You could consider taking on an apprentice or someone interested in Internet Marketing and wanting to cut their teeth. This way, you could get a full time resource, someone who can tap into the masses of information out there and really do something with it.
If you can find someone who can research and write content and is happy with the more technical side of things as well great but the focus should be on someone who can create the kind of content you need to broaden your scope and earn you links.
There is just so much good information out there that if someone can come into your business, learn what you do and then use that knowledge to create valuable content, big content and promote it socially and via outreach to get links then certainly, six months with an approach like that will benefit you far more than six days with an agency over a six month time period.
You could potentially even use an agency to come up with a six month plan for you with a mind to have an in house
Consider the link bait guide from Distilled. Primarly produced by Ed Fry, a 16 year old intern.
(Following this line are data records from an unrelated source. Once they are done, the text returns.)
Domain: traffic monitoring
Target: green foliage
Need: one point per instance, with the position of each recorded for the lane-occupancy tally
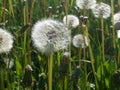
(18, 17)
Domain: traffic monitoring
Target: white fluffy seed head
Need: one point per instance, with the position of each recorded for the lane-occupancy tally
(71, 21)
(50, 36)
(80, 41)
(6, 41)
(85, 4)
(102, 10)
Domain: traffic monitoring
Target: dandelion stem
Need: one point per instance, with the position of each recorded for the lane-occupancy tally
(92, 59)
(50, 62)
(112, 3)
(1, 79)
(102, 28)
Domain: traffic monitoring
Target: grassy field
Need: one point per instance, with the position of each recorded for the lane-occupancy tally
(96, 67)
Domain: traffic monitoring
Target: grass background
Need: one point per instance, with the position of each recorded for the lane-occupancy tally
(18, 16)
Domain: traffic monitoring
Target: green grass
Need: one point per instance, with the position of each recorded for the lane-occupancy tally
(99, 63)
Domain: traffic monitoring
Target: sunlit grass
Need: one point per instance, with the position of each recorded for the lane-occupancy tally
(99, 63)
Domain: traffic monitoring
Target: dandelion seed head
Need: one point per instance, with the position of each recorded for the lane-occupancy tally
(87, 4)
(6, 41)
(102, 10)
(72, 21)
(80, 41)
(116, 17)
(50, 36)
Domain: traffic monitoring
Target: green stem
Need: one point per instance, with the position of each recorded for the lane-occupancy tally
(92, 59)
(50, 62)
(102, 28)
(1, 79)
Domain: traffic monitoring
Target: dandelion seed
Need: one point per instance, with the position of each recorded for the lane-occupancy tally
(85, 4)
(72, 21)
(50, 36)
(80, 41)
(102, 10)
(6, 41)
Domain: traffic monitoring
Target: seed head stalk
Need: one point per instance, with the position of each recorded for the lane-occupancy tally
(91, 58)
(102, 28)
(50, 62)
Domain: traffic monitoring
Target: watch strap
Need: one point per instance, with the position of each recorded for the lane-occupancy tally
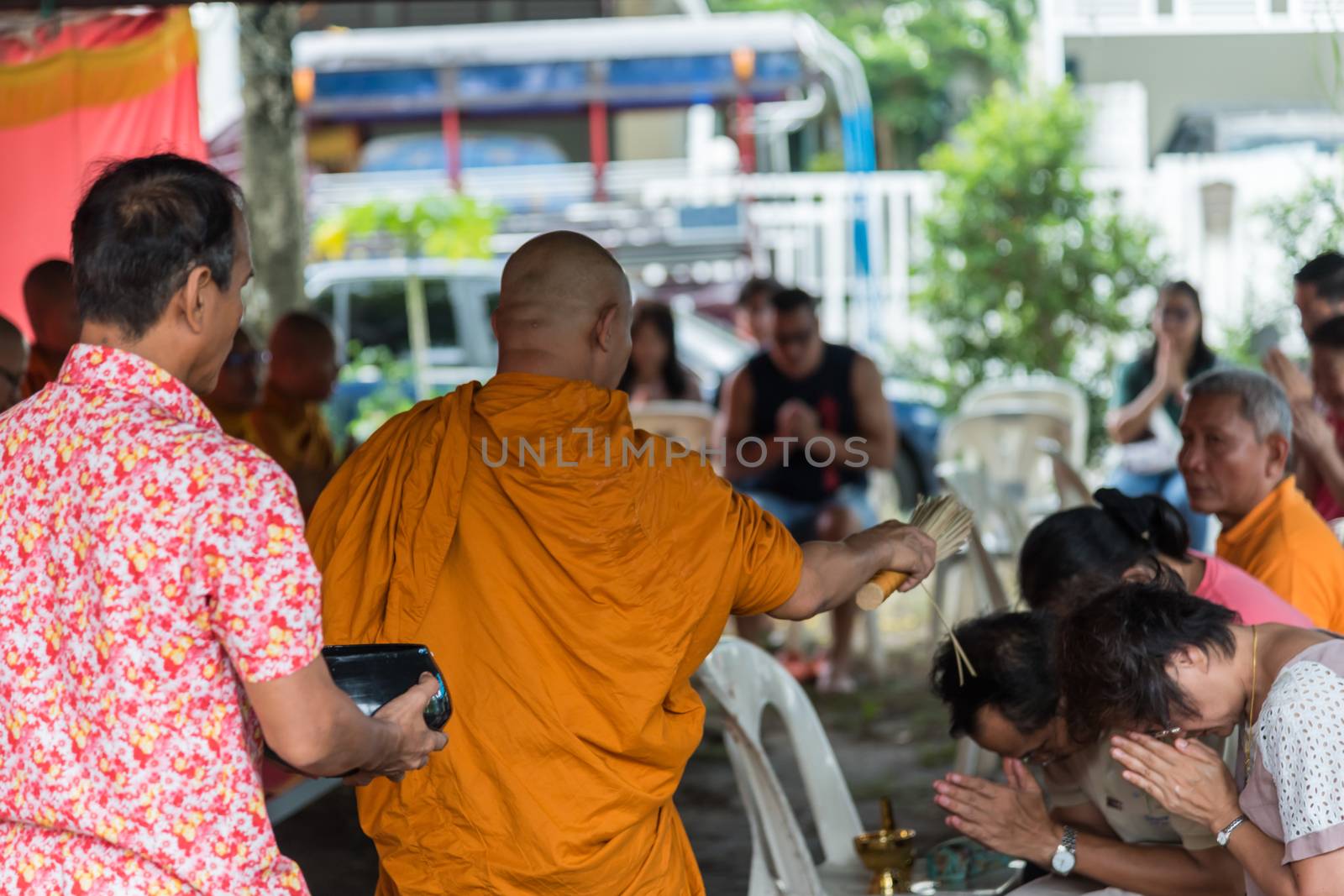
(1227, 832)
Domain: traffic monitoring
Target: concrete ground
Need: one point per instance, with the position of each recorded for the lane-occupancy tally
(890, 741)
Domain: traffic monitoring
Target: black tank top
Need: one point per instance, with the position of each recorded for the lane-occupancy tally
(828, 391)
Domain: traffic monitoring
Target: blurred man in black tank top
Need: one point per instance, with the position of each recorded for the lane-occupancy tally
(806, 419)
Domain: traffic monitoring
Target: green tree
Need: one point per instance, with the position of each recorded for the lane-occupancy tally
(925, 60)
(450, 226)
(1028, 268)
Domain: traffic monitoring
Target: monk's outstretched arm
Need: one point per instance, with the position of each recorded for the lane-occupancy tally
(318, 730)
(832, 571)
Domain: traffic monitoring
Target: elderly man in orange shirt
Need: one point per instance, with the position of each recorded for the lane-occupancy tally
(570, 574)
(1236, 430)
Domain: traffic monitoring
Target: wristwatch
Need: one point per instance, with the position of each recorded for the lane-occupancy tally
(1227, 832)
(1063, 860)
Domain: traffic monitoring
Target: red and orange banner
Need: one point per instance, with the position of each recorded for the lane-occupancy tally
(76, 93)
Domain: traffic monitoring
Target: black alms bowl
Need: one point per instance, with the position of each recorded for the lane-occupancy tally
(376, 673)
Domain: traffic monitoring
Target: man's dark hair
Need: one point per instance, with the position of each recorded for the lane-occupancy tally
(756, 286)
(140, 230)
(1012, 654)
(1074, 555)
(1328, 335)
(1117, 649)
(1326, 273)
(790, 300)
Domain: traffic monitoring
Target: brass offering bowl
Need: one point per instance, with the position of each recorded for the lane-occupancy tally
(889, 853)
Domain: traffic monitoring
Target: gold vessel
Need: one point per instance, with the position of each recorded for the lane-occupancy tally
(889, 853)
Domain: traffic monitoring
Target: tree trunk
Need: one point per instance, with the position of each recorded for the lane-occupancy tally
(272, 148)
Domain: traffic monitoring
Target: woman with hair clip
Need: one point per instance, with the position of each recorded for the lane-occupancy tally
(1148, 401)
(1073, 555)
(654, 372)
(1147, 658)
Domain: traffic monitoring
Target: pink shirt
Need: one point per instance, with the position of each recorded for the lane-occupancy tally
(1324, 499)
(1230, 586)
(148, 566)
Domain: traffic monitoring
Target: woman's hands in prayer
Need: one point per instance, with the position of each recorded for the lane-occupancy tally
(913, 551)
(1011, 820)
(413, 741)
(1167, 369)
(1310, 432)
(1187, 778)
(1294, 382)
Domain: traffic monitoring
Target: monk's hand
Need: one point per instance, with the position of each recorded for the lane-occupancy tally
(1294, 382)
(1010, 819)
(911, 551)
(1187, 778)
(413, 741)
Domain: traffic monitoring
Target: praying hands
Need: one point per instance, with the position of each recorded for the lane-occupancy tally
(1189, 778)
(1010, 819)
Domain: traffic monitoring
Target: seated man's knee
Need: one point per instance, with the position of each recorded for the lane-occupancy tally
(837, 521)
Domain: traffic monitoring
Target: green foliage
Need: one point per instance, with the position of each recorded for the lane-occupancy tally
(1028, 269)
(450, 226)
(925, 60)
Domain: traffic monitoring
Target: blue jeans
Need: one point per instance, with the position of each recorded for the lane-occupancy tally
(1173, 488)
(800, 517)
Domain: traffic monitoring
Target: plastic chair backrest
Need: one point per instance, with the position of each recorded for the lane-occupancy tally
(1005, 443)
(689, 421)
(746, 680)
(1041, 389)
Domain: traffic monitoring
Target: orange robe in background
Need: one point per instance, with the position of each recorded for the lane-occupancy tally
(568, 607)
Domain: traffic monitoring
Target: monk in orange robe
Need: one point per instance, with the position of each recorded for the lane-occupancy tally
(570, 574)
(288, 423)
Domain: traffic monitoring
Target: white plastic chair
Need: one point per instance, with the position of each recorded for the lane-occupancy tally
(689, 422)
(746, 680)
(1065, 398)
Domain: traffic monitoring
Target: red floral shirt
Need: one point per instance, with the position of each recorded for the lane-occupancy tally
(148, 564)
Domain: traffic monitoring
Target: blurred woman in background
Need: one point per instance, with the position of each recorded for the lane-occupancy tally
(1148, 401)
(1073, 555)
(655, 374)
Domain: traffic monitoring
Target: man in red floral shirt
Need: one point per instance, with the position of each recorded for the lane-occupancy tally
(156, 595)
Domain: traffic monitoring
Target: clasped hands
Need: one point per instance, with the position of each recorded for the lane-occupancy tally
(1010, 819)
(1186, 777)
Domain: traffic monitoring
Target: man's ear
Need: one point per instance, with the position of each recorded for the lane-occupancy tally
(190, 301)
(604, 331)
(1278, 452)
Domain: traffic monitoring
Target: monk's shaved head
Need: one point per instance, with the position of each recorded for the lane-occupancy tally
(564, 311)
(302, 358)
(13, 359)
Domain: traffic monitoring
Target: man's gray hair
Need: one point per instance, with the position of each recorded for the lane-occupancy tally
(1263, 402)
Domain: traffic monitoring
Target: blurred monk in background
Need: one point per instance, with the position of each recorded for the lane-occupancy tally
(49, 296)
(568, 595)
(239, 390)
(289, 422)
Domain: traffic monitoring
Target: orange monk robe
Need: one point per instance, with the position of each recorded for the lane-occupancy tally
(295, 434)
(568, 607)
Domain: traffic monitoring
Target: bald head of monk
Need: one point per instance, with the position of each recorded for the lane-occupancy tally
(302, 358)
(564, 311)
(13, 362)
(49, 296)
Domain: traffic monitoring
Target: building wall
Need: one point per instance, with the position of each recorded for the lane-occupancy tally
(1182, 71)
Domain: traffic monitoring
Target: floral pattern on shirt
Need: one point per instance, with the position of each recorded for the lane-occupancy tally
(148, 563)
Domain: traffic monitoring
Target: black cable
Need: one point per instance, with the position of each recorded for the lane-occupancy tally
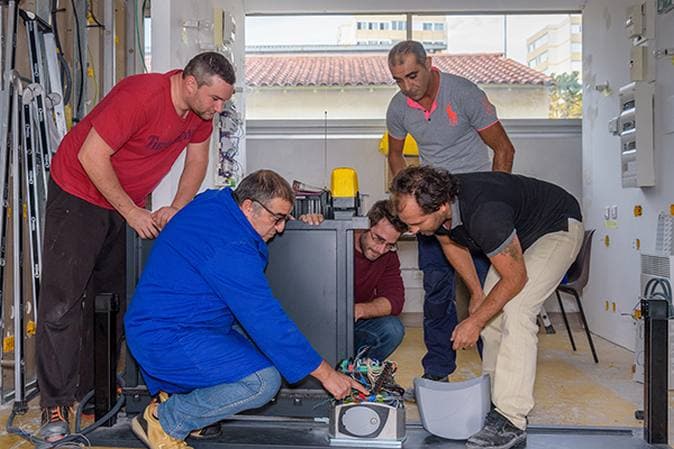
(66, 78)
(83, 75)
(90, 9)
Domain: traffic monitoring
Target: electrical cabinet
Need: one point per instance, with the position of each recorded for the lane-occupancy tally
(635, 129)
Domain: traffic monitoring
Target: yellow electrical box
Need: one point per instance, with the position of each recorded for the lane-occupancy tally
(344, 183)
(410, 147)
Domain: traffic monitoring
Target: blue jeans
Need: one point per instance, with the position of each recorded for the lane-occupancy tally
(383, 335)
(440, 317)
(183, 413)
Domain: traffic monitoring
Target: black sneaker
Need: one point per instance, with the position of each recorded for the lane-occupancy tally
(409, 395)
(55, 424)
(497, 433)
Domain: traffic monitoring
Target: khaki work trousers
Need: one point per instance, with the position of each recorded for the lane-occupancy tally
(510, 338)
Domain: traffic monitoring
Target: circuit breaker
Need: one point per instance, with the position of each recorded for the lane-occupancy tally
(635, 129)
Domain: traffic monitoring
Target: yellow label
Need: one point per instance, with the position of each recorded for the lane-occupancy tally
(8, 344)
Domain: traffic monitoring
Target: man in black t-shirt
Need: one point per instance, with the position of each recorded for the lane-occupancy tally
(531, 231)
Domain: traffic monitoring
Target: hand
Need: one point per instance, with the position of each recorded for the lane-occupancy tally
(358, 312)
(476, 301)
(313, 219)
(336, 383)
(142, 222)
(163, 215)
(465, 335)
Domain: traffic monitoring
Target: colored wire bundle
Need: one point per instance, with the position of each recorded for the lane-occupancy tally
(377, 377)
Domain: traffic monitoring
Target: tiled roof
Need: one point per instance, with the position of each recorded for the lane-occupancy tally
(372, 70)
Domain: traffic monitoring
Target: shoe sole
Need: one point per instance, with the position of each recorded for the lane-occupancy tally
(515, 443)
(138, 430)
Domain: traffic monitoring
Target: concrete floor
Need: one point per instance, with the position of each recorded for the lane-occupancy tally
(570, 388)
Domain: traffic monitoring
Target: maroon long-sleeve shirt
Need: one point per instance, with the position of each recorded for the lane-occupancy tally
(377, 278)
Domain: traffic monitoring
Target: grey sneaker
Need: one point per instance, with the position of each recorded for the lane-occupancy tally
(409, 395)
(498, 433)
(55, 425)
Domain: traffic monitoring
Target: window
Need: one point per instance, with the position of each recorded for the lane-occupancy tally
(399, 25)
(336, 76)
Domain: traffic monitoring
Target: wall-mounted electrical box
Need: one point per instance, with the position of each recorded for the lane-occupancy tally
(635, 128)
(640, 21)
(224, 28)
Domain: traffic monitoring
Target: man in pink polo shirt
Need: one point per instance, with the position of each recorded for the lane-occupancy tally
(101, 174)
(453, 123)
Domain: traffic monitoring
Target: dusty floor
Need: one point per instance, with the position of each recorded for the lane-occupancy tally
(570, 388)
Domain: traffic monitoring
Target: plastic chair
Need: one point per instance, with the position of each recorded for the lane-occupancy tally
(577, 278)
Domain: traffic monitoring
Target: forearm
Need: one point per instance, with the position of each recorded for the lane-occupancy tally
(503, 160)
(190, 181)
(377, 307)
(498, 297)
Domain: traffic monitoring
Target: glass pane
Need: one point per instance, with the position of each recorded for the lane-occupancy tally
(530, 66)
(317, 67)
(335, 67)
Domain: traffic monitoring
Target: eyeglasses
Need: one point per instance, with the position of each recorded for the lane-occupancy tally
(379, 240)
(278, 217)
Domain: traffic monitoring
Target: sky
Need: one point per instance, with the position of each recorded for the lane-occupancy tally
(462, 36)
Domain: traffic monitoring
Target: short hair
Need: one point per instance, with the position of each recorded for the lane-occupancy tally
(398, 52)
(263, 186)
(205, 65)
(383, 209)
(430, 187)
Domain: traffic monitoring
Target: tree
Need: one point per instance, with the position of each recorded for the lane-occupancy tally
(566, 98)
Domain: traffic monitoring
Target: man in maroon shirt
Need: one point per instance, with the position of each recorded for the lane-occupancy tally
(101, 174)
(379, 294)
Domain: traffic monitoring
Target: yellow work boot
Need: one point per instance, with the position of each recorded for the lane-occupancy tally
(148, 429)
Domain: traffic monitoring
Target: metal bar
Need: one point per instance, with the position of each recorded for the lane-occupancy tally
(35, 53)
(656, 335)
(106, 306)
(109, 62)
(32, 194)
(16, 253)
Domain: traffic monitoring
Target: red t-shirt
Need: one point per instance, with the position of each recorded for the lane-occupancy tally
(377, 278)
(138, 121)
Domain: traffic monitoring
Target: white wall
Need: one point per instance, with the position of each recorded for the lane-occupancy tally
(172, 47)
(615, 269)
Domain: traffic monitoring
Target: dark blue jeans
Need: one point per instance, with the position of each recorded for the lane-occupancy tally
(440, 316)
(383, 335)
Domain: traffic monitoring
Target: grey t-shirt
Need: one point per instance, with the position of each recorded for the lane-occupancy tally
(447, 135)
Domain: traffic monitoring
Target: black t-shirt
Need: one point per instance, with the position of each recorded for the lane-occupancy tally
(493, 207)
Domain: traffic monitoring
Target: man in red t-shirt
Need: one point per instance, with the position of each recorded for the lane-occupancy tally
(379, 294)
(101, 174)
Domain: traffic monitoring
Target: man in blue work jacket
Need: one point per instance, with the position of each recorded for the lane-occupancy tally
(204, 279)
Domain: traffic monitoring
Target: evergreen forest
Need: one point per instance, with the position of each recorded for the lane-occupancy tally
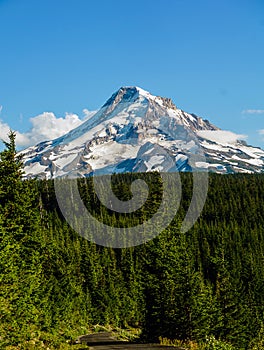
(197, 286)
It has now earned around 500 links. This is not only a great resource for someone with a lot of time it is also a great example of what can be accomplished with time and dedication.
My advice would be to think about getting an intern for six months. Work with an agency to fashion a plan involving search, social, content, outreach etc and then use your intern to do the graft.
Some interesting reading from this perspective:
http://www.distilled.net/linkbait-guide/
http://www.seomoz.org/blog/the-noob-guide-to-online-marketing-with-giant-infographic-11928
http://www.seomoz.org/blog/the-noob-guide-to-link-building
In this game you have to be practical and whilst skill and experience count for a lot on the strategic end, you can't get away from the need to do some great work to create the content and then the talk required to get the message out and get people to link to it and all of that takes time and effort.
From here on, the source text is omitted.